KEY POINTS:
"I swore I'd never go back," leaky home victim Colleen Dicks said after making a short visit to her uninhabitable Hobsonville house.
But the brief visit was to meet builder and Tauranga MP Bob Clarkson to discuss issues.
Mr Clarkson wants victims to get no-interest state loans to fix their houses.
"This is just cruel, what's being done to people by the Government which is taking no responsibility," he said.
He is worried about the leaky homes system sucking up taxpayers' money while people wait in rotting homes for action and said Mrs Dicks should have sued the now-axed Building Industry Authority rather than the council and builder.
Mrs Dicks, who spent the past few weeks in Fiji with relatives and is now staying with a daughter in Auckland, expects the next few weeks to be taken up with lawyers as she gets ready to defend herself.

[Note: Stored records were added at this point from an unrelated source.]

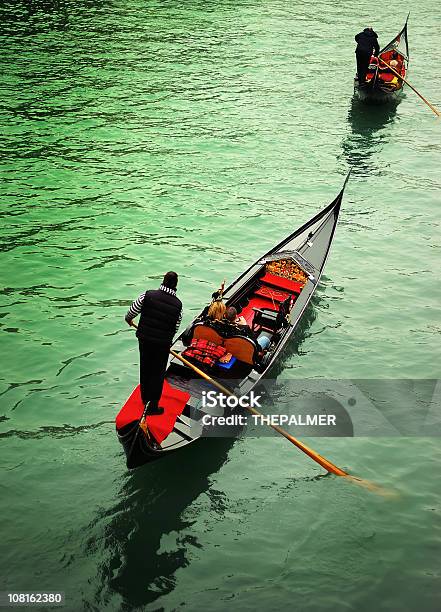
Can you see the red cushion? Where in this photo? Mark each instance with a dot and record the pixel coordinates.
(283, 283)
(272, 294)
(204, 351)
(387, 76)
(257, 302)
(172, 400)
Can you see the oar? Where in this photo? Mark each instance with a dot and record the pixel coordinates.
(327, 465)
(412, 87)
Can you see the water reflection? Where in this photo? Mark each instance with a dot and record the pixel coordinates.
(367, 135)
(152, 504)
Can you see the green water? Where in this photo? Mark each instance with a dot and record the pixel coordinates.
(144, 136)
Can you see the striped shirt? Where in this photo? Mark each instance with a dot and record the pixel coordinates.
(135, 308)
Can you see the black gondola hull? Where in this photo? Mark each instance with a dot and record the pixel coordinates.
(308, 246)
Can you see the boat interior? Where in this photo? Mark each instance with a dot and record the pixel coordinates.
(265, 302)
(385, 76)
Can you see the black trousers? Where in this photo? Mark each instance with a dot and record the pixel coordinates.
(152, 366)
(363, 60)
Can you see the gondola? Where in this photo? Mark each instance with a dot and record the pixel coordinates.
(382, 84)
(271, 295)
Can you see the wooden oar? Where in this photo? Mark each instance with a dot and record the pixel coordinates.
(411, 86)
(327, 465)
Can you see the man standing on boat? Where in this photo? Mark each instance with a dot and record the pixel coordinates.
(367, 45)
(161, 314)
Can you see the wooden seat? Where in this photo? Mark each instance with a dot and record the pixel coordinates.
(205, 332)
(244, 349)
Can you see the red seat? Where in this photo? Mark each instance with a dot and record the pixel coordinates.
(257, 302)
(283, 283)
(273, 294)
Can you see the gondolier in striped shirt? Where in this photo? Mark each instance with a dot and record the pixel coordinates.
(367, 45)
(161, 314)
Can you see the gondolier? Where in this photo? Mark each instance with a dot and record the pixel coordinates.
(386, 73)
(161, 314)
(367, 45)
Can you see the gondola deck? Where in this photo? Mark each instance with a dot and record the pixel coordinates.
(382, 85)
(289, 272)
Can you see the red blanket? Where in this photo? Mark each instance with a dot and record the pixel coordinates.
(172, 400)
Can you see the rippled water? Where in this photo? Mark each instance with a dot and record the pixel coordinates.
(145, 136)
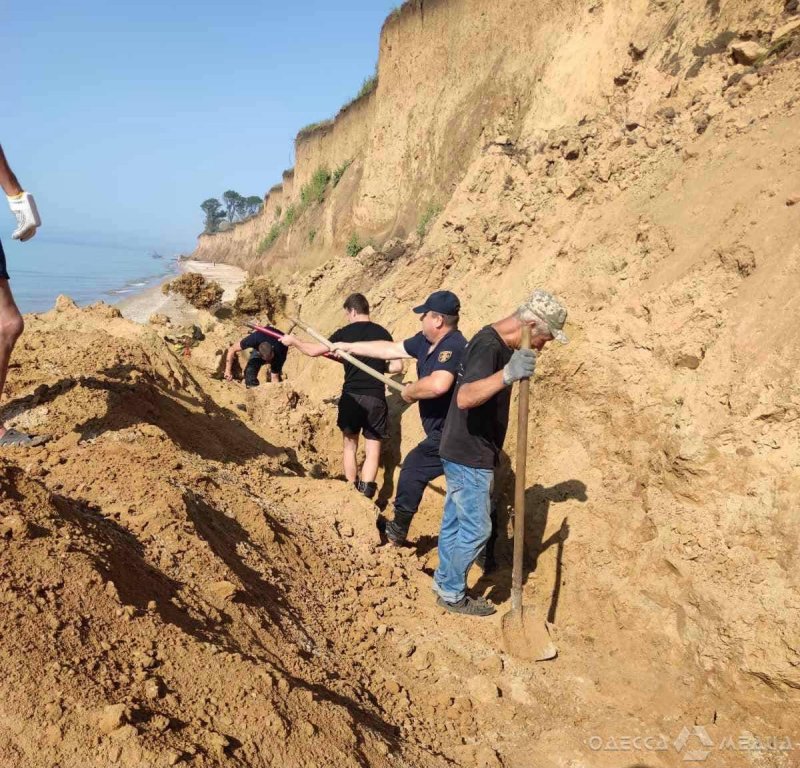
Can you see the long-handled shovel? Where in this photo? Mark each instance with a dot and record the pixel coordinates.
(350, 359)
(524, 635)
(274, 335)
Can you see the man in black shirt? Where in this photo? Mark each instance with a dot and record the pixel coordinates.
(266, 350)
(473, 437)
(437, 349)
(362, 405)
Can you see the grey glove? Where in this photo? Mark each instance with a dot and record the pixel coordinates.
(521, 366)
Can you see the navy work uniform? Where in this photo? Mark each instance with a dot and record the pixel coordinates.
(422, 464)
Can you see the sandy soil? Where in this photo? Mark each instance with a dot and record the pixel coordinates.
(140, 307)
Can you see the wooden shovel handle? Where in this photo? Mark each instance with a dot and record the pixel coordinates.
(519, 487)
(350, 359)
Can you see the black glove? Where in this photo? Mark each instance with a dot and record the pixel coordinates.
(521, 366)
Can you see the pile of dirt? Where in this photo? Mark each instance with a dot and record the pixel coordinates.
(184, 580)
(658, 196)
(194, 287)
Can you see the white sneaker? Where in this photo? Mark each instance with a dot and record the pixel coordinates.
(23, 206)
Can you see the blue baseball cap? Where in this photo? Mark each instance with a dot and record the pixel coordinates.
(443, 302)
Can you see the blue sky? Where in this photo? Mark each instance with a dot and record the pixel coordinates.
(122, 117)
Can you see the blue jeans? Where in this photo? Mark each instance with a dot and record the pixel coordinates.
(466, 526)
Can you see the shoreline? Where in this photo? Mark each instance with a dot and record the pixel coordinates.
(139, 307)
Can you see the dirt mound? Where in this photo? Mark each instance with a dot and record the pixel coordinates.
(182, 582)
(642, 163)
(194, 287)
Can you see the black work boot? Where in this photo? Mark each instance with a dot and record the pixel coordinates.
(395, 535)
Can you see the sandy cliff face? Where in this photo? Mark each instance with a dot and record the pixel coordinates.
(617, 153)
(622, 155)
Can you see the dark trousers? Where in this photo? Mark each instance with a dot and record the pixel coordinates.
(423, 465)
(254, 365)
(420, 467)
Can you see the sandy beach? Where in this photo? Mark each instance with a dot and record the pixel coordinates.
(141, 306)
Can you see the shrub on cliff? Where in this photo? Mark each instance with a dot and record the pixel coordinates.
(198, 291)
(427, 218)
(339, 172)
(272, 236)
(260, 296)
(314, 191)
(354, 246)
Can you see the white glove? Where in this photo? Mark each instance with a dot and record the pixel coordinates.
(23, 206)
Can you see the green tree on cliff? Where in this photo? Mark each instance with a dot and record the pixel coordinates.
(232, 201)
(254, 204)
(214, 214)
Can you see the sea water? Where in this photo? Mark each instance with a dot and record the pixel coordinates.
(43, 268)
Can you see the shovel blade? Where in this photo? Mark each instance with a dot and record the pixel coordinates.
(527, 637)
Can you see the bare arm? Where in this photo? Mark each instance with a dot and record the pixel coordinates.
(310, 348)
(8, 181)
(478, 392)
(232, 350)
(379, 350)
(428, 387)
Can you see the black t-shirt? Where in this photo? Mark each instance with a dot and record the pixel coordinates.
(446, 356)
(474, 436)
(258, 337)
(356, 380)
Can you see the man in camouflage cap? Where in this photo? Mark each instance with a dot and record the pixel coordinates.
(473, 437)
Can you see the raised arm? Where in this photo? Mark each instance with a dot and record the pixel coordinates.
(232, 350)
(21, 203)
(8, 181)
(433, 385)
(478, 392)
(379, 350)
(310, 348)
(522, 365)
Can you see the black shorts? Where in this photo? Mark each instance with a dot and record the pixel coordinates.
(3, 270)
(361, 412)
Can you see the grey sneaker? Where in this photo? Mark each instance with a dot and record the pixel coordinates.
(470, 606)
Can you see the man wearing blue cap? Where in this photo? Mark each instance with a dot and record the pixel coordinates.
(437, 348)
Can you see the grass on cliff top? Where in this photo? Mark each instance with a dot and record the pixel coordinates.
(339, 172)
(310, 193)
(311, 128)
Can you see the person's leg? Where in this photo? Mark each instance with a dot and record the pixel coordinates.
(349, 421)
(420, 467)
(11, 327)
(254, 365)
(349, 453)
(473, 504)
(369, 470)
(375, 427)
(448, 533)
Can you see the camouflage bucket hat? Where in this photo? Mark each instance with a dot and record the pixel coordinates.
(548, 308)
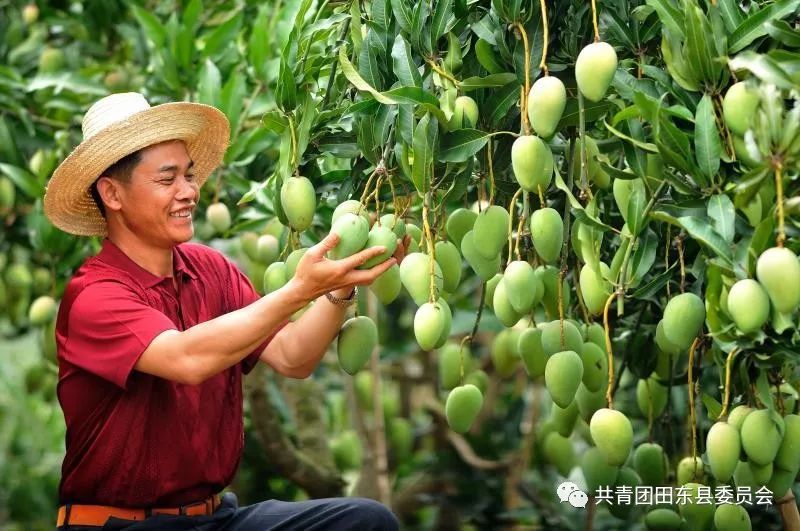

The 69-year-old galvanised public support after facing an appeal against her landmark court victory in which she was awarded $250,900 to fix her Wiseley Rd house.
Waitakere City Council has issued a notice of appeal, which spurred John Gray of the Leaky Homes Action Group to establish a trust fund to pay her legal expenses.
Radio Live host Michael Laws also pitched in, saying he and the station would pay for her appeal.
"Most people have resigned themselves to the fact that the legal bills are going to be sorted out by Radio Live," Mr Gray said.
Although that had meant some people had held off donating, he was overwhelmed by the support.
Laws said he had the money and "Radio Live and myself are contributing $10,000 to Mrs Dicks' legal defence".